It’s been three years since I’ve heard the strange voice that changed my life, yet the circumstances surrounding it remain a mystery. Initially his words haunted me, but upon reflecting back one thing is clear. In the end they made me a better person.
I first heard The Voice when I was complaining on the phone to my friend, Dana. “The teachers are giving the kids entirely too much homework.”
“I agree,” Dana answered.
“Max had two hours of math homework before studying for spelling or Latin.” I sighed. “It’s exhausting.”
“Poor Baby!” a deep voice–certainly not Dana’s–said.
“Who’s that?” I questioned.
Dana seemed puzzled. “I don’t know. I’m home alone.”
We spent a few minutes on the mystery, then continued our gripe session without another interruption.
Three days later The Voice spoke again during a conversation with my mother.
“Any news from Kayla?” I asked. Both of us were eager for my sister to get pregnant and often speculated between ourselves the condition of her uterus.
“I know the problem,” I began. “She came to visit me last weekend. I think the time she spent with my wild children drove her back to taking birth control pills.”
The sound I heard sent chills done my arms. It was laughter. Male laughter.

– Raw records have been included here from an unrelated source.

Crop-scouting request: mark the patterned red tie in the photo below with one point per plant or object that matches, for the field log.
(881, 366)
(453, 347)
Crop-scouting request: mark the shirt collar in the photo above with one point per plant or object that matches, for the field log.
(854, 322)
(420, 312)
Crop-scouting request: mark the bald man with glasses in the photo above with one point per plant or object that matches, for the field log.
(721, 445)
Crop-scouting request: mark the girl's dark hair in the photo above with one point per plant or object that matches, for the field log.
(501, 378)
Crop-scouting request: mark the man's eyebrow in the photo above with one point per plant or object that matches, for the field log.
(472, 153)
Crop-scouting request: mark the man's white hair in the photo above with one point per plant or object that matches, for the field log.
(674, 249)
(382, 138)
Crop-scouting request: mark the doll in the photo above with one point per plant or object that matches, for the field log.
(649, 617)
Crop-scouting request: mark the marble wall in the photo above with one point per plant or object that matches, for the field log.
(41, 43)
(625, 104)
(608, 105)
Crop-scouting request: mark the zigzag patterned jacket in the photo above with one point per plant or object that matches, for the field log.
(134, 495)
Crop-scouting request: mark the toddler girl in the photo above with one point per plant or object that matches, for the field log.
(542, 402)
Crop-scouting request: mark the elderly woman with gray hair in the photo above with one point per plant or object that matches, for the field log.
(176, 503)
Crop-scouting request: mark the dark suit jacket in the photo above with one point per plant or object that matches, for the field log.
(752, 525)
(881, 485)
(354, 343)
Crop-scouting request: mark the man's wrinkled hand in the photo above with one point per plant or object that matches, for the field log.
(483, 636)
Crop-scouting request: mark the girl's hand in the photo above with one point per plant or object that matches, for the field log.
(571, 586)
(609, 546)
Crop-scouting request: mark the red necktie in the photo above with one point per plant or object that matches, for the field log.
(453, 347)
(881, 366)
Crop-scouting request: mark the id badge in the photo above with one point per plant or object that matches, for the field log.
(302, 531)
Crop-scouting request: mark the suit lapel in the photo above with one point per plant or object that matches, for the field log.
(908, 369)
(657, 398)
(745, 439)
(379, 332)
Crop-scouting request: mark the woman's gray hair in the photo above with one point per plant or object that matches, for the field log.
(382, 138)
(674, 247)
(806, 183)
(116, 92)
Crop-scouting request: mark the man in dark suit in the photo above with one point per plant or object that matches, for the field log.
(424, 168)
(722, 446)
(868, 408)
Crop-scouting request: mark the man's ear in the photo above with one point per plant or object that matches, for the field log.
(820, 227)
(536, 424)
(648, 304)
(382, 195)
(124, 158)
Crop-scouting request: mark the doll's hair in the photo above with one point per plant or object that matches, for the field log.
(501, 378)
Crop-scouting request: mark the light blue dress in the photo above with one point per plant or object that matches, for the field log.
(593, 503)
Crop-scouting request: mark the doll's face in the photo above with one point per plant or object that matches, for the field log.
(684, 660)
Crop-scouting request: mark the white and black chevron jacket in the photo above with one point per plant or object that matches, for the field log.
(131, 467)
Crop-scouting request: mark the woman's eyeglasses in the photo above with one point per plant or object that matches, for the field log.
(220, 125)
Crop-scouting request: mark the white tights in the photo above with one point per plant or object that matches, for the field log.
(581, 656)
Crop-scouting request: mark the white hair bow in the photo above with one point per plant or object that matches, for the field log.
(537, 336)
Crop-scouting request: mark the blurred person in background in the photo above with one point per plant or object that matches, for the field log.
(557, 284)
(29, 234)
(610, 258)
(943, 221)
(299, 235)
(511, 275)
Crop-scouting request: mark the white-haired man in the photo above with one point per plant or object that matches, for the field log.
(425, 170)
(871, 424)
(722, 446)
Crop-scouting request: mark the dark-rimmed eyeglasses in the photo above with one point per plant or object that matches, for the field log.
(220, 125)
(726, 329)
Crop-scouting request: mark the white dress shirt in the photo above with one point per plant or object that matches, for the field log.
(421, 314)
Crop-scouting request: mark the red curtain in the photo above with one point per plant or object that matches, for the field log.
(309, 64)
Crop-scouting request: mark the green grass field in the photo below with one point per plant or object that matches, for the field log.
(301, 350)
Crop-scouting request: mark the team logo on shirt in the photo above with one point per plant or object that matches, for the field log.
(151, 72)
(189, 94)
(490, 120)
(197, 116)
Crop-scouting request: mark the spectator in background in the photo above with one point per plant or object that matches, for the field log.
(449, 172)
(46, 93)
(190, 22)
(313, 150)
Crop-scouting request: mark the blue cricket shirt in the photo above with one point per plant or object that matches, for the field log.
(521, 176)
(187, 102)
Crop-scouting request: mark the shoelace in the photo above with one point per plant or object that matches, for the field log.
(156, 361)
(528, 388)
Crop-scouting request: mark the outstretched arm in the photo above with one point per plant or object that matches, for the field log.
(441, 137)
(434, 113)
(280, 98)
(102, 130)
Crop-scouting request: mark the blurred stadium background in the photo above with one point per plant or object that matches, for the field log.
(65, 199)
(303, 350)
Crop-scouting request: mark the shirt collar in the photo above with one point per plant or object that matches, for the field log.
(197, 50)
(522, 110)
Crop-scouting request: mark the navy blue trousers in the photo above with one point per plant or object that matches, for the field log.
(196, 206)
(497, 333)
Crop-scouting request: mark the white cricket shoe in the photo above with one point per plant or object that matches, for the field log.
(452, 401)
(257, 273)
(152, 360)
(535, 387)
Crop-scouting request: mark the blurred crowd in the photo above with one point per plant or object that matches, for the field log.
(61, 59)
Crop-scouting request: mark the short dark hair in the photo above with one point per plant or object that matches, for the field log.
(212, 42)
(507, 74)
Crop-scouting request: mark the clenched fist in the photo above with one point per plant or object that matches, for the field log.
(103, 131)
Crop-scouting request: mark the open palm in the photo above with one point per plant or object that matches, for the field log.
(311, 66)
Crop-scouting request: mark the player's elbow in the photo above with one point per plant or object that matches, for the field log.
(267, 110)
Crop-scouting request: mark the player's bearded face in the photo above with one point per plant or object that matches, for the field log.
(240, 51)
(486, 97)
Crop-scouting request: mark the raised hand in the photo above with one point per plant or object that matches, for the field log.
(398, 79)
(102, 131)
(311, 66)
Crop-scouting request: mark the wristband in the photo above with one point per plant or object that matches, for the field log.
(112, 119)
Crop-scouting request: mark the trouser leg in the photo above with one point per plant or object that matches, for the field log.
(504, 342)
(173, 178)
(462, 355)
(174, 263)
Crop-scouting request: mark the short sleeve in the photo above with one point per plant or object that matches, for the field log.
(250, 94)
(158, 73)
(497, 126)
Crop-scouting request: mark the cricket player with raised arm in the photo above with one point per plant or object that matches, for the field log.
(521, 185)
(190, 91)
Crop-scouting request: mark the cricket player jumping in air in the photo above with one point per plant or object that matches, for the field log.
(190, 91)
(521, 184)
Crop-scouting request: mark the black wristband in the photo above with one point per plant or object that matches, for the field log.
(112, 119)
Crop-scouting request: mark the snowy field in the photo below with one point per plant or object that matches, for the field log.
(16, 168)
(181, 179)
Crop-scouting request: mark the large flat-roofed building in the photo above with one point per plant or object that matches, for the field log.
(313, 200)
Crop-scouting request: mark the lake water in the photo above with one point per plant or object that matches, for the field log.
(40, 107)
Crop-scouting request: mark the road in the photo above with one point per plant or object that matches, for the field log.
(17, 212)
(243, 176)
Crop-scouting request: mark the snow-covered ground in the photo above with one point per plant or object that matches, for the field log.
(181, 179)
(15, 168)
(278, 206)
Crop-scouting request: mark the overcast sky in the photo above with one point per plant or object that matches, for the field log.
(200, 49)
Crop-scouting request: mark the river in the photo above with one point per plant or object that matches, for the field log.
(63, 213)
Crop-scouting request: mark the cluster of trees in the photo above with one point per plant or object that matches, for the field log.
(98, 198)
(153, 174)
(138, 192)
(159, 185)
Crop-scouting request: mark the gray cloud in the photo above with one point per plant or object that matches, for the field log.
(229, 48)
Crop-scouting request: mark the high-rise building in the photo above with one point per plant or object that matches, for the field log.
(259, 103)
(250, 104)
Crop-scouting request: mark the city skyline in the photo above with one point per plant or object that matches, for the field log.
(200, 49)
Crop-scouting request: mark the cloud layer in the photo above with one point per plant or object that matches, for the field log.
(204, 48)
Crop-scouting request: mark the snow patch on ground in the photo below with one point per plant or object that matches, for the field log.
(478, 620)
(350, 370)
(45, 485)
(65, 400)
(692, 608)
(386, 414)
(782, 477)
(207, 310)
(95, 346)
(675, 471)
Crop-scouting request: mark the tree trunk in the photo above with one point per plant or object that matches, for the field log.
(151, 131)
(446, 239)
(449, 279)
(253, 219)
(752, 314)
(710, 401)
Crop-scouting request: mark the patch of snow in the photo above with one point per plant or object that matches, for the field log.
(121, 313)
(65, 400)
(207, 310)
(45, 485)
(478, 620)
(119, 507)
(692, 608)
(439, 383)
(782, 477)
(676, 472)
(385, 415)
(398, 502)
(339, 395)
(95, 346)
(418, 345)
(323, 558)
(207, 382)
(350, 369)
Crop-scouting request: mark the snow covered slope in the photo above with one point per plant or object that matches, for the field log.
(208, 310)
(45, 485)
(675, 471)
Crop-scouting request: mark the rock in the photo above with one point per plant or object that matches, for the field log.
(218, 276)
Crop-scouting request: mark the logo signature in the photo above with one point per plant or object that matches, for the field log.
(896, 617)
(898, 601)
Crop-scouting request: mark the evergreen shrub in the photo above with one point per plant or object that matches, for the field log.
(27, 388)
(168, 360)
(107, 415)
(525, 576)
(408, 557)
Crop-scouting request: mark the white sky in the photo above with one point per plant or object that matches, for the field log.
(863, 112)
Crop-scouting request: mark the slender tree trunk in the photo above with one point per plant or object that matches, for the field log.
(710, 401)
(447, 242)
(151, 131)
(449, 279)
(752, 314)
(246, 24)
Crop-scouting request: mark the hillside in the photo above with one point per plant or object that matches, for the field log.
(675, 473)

“Who is that?” my mother asked.
“It wasn’t me. Are you alone?”
I was disturbed but tried to forget the incident. However, the next day things got even stranger. My daughter invited a friend from her soccer team to attend our church’s youth group. I was giving her mother directions to our church.
“Turn right on Highway....” I paused as I tried to recall the correct highway number.
“1791,” The Voice offered.
I barely slept that night. Frightening urban legends about psychopaths calling from inside the house filled my mind. I insisted my husband search the attic and closets before bed. The next morning I called the phone company.
“Someone is listening in on my phone calls,” I insisted. The technician checked my service and assured me that no one could be on the line with me.
“Then who am I hearing?” He wasn’t able to offer an explanation, and I got the feeling he thought I was a crazy housewife with too much time on my hands. Subsequent calls resulted in similar responses.
Soon I was hearing The Voice almost daily. He never said much. He just laughed at a joke or offered one or two word comments. After my initial fear of The Voice, I began to get irritated. How dare someone invade my privacy? There were times I had important and private matters to discuss with my friends. The Voice started affecting the things I said.
When Tiffany called to complain about our mutual friend Martha, I had a lot of juicy information I wanted to share with her. I started to add to Tiffany’s list of criticisms when I remembered The Voice. I didn’t know who it belonged to and didn’t feel comfortable sharing what I wanted to say knowing another set of ears might be listening.
“Martha has good intentions,” I told Tiffany, and then changed the subject. “What are you wearing to Ladies Night Out?”
The next day I ran into Tiffany at the grocery store. Her eyes were misty when she hugged me. “You were such an example of Christ yesterday when I was gossiping about Martha. Thank you.”
Her words convicted me to my soul. How many times had I blabbed unnecessary information over the phone? Even though I knew God was always listening to my words, it took a stranger’s presence to shut my mouth.
That’s when I began to think of my mystery voice differently. When a friend needed encouragement, I wondered if perhaps my stranger needed the same encouragement. I often shared scripture with someone over the phone, hoping they ministered to two people, not just one. When I was tempted to gossip or complain, his presence stopped me.
One day I got a call from Mandy, the single mother that lived down the street.
“I’m sorry to bother you, but I need someone to talk to,” she began in tears.
That day I had the privilege of introducing Mandy to Christ. After she hung up, just before I disconnected, I heard a soft, male voice say, “Thanks.”
That was the last time I heard The Voice, but I have never forgotten what he taught me.